Papachristos continue de témoigner : « Tu ne peux pas imaginer ce que j’ai vu, même avec la plus grande imagination. Des garçons et des filles sur les barricades. Devant eux, des policiers qui attaquaient avec des matraques ; les soldats tenaient leur pistolet vers le bas, comme si leur sexe était tombé par terre. Nous les avions terrorisés ; les chars n’entraient pas. Ils ont dirigé leurs projecteurs vers nous, comme des rasoirs. Pendant une heure, nous avons vécu une guerre froide : nous faire peur pour que nous partions et que Polytechnique soit vidée. Pas un seul d’entre nous n’est parti. » S’ensuivent des scènes de lutte acharnée entre les étudiants et l’armée, des morts. Mais, « à ce moment-là, il n’y avait pas de peur ; nous l’avions dépassée. Il est des moments où même la mort ne compte pas. Pour nous, la liberté était plus importante que le pain. » Quelques mois plus tard, la dictature tombait.
De ces événements, l’ancien élu étudiant tire des leçons à méditer. Tout d’abord, « notre imagination a joué un grand rôle ». Ensuite, « l’utopie, quand tu y crois, peut devenir réalité ». Ou encore, « la révolution se fait tous les jours ». Enfin, il souhaite que « la gauche, qui porte une analyse juste sur la situation, sache convaincre le peuple qu’elle peut gouverner ». Une urgence car, dans le contexte de crise actuelle, ce qui se passe « est pire que la junte » car ils mettent à la tête des gouvernements « des technocrates sans visage ». « Ils organisent l’affrontement entre le Nord et le Sud », affirme-t-il.
Alors Papachristos lance un appel aux Indignés européens, au mouvement Occupy Wall Street, aux forces de gauche dans leur diversité à s’unir pour créer une nouvelle résistance à la technocratie sans visage, à la troïka, aux banquiers et aux financiers.

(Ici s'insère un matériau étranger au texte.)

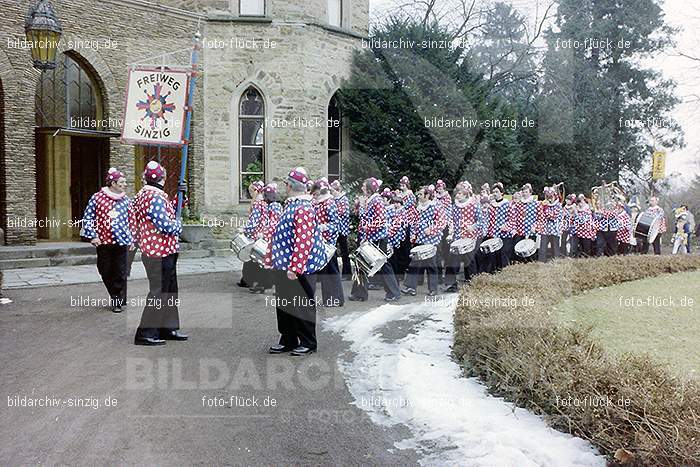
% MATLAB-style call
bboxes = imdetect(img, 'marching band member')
[243,180,268,293]
[574,194,597,256]
[394,176,416,280]
[129,161,188,345]
[331,180,351,279]
[270,167,327,355]
[593,196,620,256]
[258,183,282,293]
[445,182,482,293]
[82,168,134,313]
[312,178,345,307]
[535,186,564,263]
[561,193,578,257]
[487,182,513,270]
[350,177,401,302]
[401,185,447,297]
[642,196,667,255]
[387,192,406,278]
[513,183,539,262]
[435,180,452,284]
[615,199,632,255]
[474,193,494,274]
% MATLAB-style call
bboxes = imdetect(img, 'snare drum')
[410,245,437,261]
[479,238,503,255]
[350,242,387,277]
[450,238,476,256]
[231,232,255,263]
[634,212,661,243]
[250,238,268,266]
[515,238,537,258]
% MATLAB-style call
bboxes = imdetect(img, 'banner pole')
[177,28,202,219]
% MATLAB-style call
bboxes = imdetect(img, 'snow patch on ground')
[324,295,605,467]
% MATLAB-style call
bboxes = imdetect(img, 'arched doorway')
[35,52,114,241]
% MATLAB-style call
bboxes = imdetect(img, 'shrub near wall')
[454,256,700,465]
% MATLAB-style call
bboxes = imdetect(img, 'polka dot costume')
[272,195,326,275]
[129,185,182,258]
[488,199,512,238]
[535,202,564,235]
[83,188,133,246]
[335,193,350,237]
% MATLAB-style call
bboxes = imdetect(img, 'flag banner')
[122,68,190,147]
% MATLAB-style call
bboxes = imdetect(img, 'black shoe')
[269,344,292,354]
[134,337,165,345]
[292,345,316,357]
[161,331,190,341]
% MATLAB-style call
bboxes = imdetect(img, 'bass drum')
[515,238,537,258]
[410,245,437,261]
[634,212,661,243]
[350,242,387,277]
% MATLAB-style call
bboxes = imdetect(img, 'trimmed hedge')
[453,255,700,465]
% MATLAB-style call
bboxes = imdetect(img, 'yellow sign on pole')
[651,151,666,180]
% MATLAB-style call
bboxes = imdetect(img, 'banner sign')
[651,151,666,180]
[122,68,190,147]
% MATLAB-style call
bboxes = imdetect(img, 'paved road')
[0,272,418,465]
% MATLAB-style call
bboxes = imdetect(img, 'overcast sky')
[370,0,700,186]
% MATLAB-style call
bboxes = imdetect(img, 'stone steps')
[0,239,233,270]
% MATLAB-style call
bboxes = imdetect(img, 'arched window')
[328,0,343,27]
[35,54,101,130]
[238,86,265,201]
[328,95,343,182]
[238,0,265,16]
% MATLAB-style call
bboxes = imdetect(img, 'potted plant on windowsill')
[180,208,212,243]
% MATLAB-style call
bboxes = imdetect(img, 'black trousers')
[404,245,439,292]
[445,251,476,287]
[538,235,561,263]
[97,245,129,306]
[274,271,318,349]
[394,226,413,278]
[136,253,180,339]
[309,252,345,306]
[241,261,257,287]
[598,230,617,256]
[637,235,661,255]
[576,237,593,258]
[338,235,352,277]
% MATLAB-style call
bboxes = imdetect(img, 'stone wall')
[198,19,359,214]
[0,0,369,244]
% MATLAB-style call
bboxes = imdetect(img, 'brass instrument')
[591,180,627,212]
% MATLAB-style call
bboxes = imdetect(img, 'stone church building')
[0,0,369,245]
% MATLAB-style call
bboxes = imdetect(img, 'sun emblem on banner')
[136,83,175,129]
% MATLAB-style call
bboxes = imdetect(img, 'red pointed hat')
[107,167,125,182]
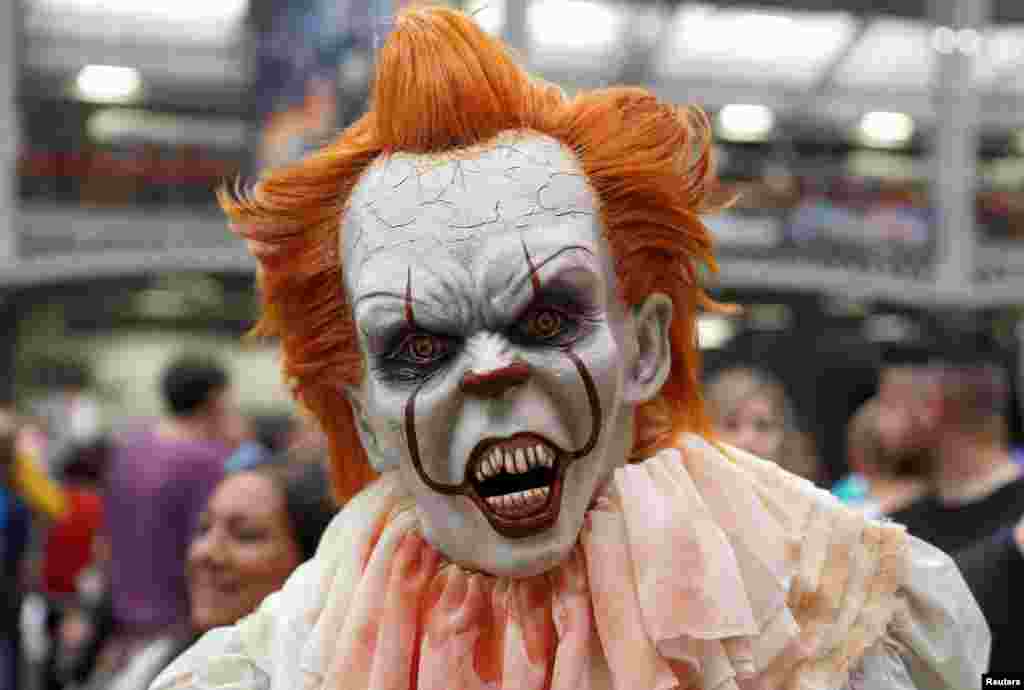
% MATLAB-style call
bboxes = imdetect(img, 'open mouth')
[469,433,564,538]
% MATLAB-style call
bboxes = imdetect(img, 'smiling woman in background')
[706,366,822,483]
[89,450,336,690]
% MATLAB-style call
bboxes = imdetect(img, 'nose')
[188,527,224,566]
[460,360,530,398]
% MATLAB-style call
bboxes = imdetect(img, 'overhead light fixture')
[75,64,142,103]
[857,111,913,148]
[526,0,628,53]
[932,27,956,55]
[697,314,736,350]
[28,0,249,27]
[715,103,775,142]
[466,0,505,36]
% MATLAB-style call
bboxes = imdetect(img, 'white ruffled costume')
[152,435,990,690]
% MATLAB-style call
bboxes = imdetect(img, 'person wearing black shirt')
[880,360,1024,554]
[954,518,1024,673]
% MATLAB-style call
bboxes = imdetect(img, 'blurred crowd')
[0,331,1024,690]
[707,337,1024,671]
[0,355,337,690]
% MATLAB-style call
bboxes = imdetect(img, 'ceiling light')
[956,29,981,55]
[28,0,249,26]
[526,0,626,52]
[932,27,956,55]
[716,103,775,141]
[857,112,913,148]
[697,314,736,350]
[75,64,142,103]
[466,0,505,36]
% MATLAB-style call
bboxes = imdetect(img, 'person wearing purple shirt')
[97,356,241,674]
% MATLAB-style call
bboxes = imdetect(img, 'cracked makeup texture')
[341,135,671,576]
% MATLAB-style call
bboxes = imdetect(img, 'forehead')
[210,472,284,517]
[341,134,600,289]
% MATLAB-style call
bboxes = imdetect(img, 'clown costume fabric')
[152,8,989,690]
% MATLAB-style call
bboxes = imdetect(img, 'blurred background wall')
[0,0,1024,483]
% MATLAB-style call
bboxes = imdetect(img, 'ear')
[626,293,672,404]
[345,386,399,474]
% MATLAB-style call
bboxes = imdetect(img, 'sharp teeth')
[515,448,529,474]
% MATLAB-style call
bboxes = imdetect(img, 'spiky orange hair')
[220,2,715,500]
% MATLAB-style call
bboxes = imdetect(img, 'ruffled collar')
[242,435,903,690]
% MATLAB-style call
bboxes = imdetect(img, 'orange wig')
[220,7,715,500]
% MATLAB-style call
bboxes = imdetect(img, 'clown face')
[342,134,672,576]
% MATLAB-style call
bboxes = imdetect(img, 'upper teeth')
[476,443,555,481]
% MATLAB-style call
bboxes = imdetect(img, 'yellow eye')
[526,309,563,340]
[404,333,443,363]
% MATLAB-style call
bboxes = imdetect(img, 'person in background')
[706,366,821,483]
[833,398,926,517]
[33,361,102,479]
[0,411,31,690]
[41,436,110,690]
[97,355,237,673]
[88,456,337,690]
[879,339,1024,554]
[953,506,1024,672]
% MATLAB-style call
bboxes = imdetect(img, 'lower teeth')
[486,486,551,512]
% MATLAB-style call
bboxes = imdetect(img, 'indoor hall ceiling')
[630,0,1024,24]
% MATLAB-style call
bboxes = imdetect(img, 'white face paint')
[342,135,671,576]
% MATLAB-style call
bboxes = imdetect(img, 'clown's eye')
[395,333,450,364]
[523,308,565,340]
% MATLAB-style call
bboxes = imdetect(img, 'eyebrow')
[490,245,597,313]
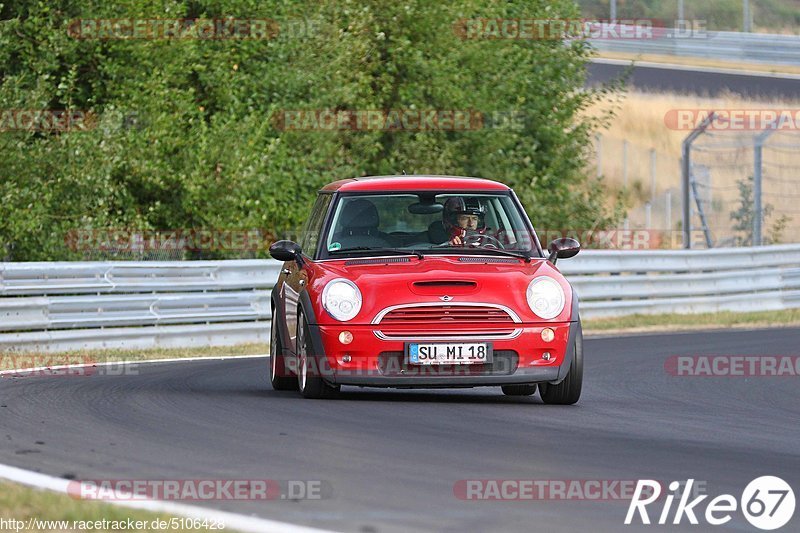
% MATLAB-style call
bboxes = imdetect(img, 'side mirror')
[269,241,303,261]
[547,237,581,265]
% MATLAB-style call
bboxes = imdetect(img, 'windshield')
[322,192,539,257]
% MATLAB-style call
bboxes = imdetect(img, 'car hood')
[309,255,572,324]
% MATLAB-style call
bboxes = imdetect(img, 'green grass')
[583,309,800,333]
[0,344,269,370]
[0,481,225,533]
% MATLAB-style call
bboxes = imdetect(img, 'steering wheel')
[464,233,506,250]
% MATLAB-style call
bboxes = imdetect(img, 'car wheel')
[539,321,583,405]
[269,309,297,390]
[296,312,339,399]
[502,383,536,396]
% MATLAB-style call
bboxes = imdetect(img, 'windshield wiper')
[440,246,533,263]
[328,246,424,261]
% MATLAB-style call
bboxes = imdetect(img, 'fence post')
[594,133,603,179]
[681,112,717,250]
[664,189,672,230]
[622,139,628,189]
[752,139,764,246]
[650,148,657,204]
[752,121,779,246]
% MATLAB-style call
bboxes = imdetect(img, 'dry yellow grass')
[588,91,800,242]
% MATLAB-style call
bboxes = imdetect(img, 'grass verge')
[0,481,231,532]
[583,309,800,335]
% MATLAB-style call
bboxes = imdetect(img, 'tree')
[0,0,618,261]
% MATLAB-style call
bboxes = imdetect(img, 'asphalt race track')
[0,329,800,532]
[588,63,800,99]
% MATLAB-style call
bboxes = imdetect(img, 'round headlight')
[322,278,361,322]
[526,276,565,320]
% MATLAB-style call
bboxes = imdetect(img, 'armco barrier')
[558,244,800,318]
[588,25,800,65]
[0,244,800,351]
[0,260,280,351]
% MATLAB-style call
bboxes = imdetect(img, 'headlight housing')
[525,276,566,320]
[322,278,361,322]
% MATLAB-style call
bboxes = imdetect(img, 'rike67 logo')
[625,476,795,531]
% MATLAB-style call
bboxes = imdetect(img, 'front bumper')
[310,322,579,388]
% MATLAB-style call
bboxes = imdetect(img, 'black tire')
[539,319,583,405]
[502,383,536,396]
[296,312,339,400]
[269,309,297,390]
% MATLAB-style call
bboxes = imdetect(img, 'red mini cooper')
[270,176,583,404]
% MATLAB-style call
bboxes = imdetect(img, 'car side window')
[299,194,333,257]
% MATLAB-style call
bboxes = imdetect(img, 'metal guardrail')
[558,244,800,318]
[588,28,800,65]
[0,260,280,351]
[0,244,800,351]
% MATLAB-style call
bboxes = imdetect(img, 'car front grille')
[373,302,522,340]
[379,304,514,327]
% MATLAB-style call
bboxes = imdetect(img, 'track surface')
[588,63,800,99]
[0,329,800,532]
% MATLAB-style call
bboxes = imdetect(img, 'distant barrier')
[0,244,800,351]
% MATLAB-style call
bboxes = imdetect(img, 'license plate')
[408,342,492,365]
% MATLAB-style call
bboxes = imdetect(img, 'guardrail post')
[752,122,777,246]
[681,113,717,250]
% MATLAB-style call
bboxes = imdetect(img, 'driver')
[442,196,486,246]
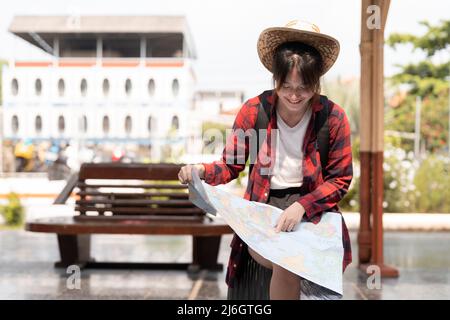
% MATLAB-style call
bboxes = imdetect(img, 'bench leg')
[190,236,223,271]
[55,234,91,268]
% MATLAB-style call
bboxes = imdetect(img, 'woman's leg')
[270,263,300,300]
[248,247,300,300]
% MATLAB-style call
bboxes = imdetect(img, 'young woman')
[179,21,353,299]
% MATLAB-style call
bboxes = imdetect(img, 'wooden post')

Commémoration sous tension
Ce 17 novembre 2011 pourrait avoir à Athènes une connotation particulière. Comme ce 28 octobre où le pouvoir, débordé par les manifestants, n’a pu organiser, comme prévu, les cérémonies officielles. À partir de 14 heures, à Polytechnique, auront lieu discours et prises de parole officiels. Mais ensuite des jeunes ont prévu de manifester. Et ils seront suivis par des cortèges de syndicalistes, politiques, citoyens. « Il faut faire de cette commémoration un nouvel épisode de la résistance à la troïka », explique Angelika, trente ans. Pour de nombreux Grecs, il faut se souvenir de 1973 pour mieux lutter en 2011.